U.S. workers in 2005 will waste the equivalent of 551,000 years reading blogs. About 35 million workers — one in four people in the labor force — visit blogs and on average spend 3.5 hours, or 9%, of the work week engaged with them, according to Advertising Age’s analysis. Time spent in the office on non-work blogs this year will take up the equivalent of 2.3 million jobs. Forget lunch breaks — bloggers essentially take a daily 40-minute blog break. Technorati, a blog search engine, now tracks 19.6 million blogs, a number that has doubled about every five months for the past three years. If that growth were to continue, all 6.7 billion people on the planet will have a blog by April 2009. Imagine the work that won’t get done then.

And a week doesn’t go by that someone asks me to explain “this blogging thing.”

XM offers “biggest givaway” at World Series

“Touting it as the largest giveaway in the 102-year history of the World Series, XM Satellite Radio said Thursday it was giving a free satellite radio to every fan who enters U.S. Cellular Field in Chicago for Game One this Saturday between the Chicago White Sox and the Houston Astros. Fans will receive a coupon good for the new Delphi XM RoadyXT satellite radio receiver which retails for $79.99 plus a World Series commemorative pin.” — Billboard Radio Monitor

Call Alice. When she was just small.

I’ve always blogged with an awareness that the people I work with (and for) might be reading what I write. In fact, I know that some of them do pop in from time to time. Hi, guys.

While I post with some frequency on radio, media, blogging, journalism, podcasting and such… I rarely write about our company specifically. For lots of reasons. Today we’ll get close to the line and try not to step over.

Our company has gotten big. Not General Motors big or Microsoft big, but a lot bigger than when we started, 30 years ago. Back then, it was Clyde and Derry (and a few others) making it up as they went along, breaking all the rules, trying and doing all kinds of things that Big Companies said you couldn’t or shouldn’t do.

And, as the name suggests, the company has always beeen about communications.
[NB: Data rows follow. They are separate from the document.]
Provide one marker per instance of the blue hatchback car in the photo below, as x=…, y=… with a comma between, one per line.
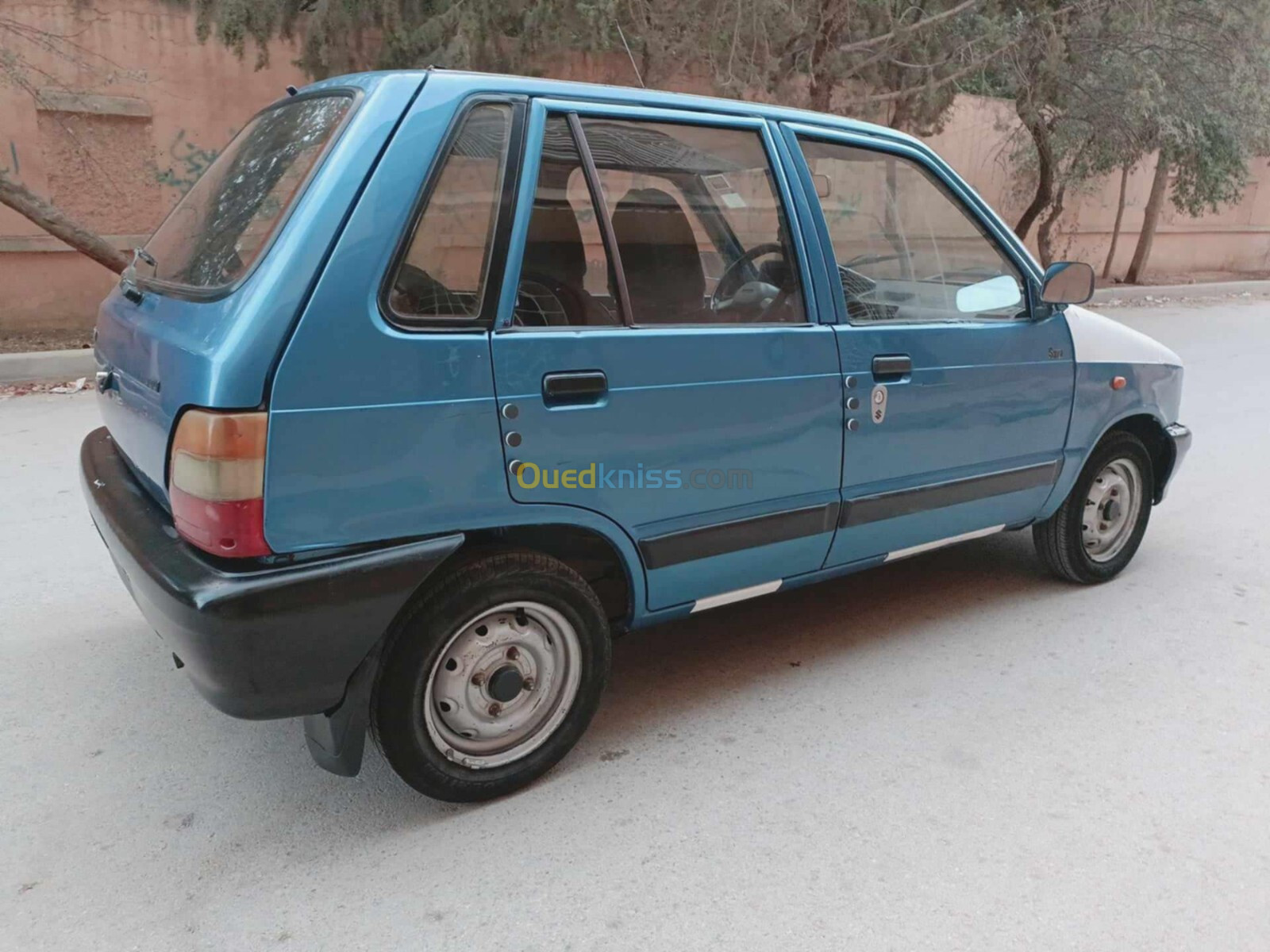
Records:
x=436, y=381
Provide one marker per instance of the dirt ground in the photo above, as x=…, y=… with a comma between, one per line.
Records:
x=21, y=342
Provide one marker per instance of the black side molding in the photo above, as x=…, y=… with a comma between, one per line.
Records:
x=721, y=539
x=906, y=501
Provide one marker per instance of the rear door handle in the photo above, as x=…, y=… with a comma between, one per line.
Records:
x=892, y=367
x=575, y=387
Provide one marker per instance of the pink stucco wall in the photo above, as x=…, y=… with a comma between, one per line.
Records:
x=163, y=103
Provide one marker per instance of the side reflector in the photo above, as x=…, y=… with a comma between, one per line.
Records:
x=216, y=482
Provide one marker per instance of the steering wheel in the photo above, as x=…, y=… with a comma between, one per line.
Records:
x=751, y=292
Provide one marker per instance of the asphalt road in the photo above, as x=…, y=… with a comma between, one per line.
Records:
x=952, y=752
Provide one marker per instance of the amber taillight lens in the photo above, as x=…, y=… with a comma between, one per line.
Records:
x=216, y=482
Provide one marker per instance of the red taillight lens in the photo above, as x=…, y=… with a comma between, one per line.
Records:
x=216, y=482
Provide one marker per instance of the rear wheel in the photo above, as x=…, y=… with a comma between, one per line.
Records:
x=492, y=677
x=1098, y=530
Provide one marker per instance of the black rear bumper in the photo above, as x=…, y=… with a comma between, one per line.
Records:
x=260, y=643
x=1179, y=444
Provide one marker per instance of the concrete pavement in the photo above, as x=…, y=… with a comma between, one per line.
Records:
x=952, y=752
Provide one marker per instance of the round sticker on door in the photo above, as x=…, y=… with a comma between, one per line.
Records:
x=878, y=403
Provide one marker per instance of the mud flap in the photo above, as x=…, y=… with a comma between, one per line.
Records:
x=337, y=738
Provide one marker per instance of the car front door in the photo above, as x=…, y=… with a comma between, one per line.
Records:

First as a wired (telco lines) network delivering farm news and markets to a handful of radio stations. Very few people were doing that back then because it was damned expensive and nobody really saw the need or the opportunity. Clyde and Derry did.

In the early 80’s, Clyde figured out having his own satellite uplink would allow him to reduce costs and control a powerful distribution channel. We could ‘communicate’ programming (content) to listeners (via the radio stations) in a way that others could not. More on the satellite/distribution thing in a minute.

So we have our own satellite uplink and channels and things start to take off. We build/acquire lots of radio networks. We’re scaling nicely and the company is growing. And it continues to grow. We still feel like and –in many ways– operate like a much smaller company. Handful of smart guys running the company from the top of a very flat org chart. But we’ve gotten big. And we have some big cash cows that we love very much.

You see where I’m headed with this, right? How do you get big (which has lots of advantages) without losing the Small Company “bag of rice and an AK47” flexibility and attitude? Because if the next Clyde and Derry are out there in the bushes (and you know they are), they have The Mother of All Networks at their fingertips and it doesn’t cost them the millions our Clyde paid for his first uplink. It’s virtually (get it?) free. And far more poweful because it’s global and two-way and blah, blah, blah, blah. You’ve heard it all.

Big is good. The Queen Mary is a very comfortable ride. And as long as we don’t have to make any sudden turns, we’ll be fine.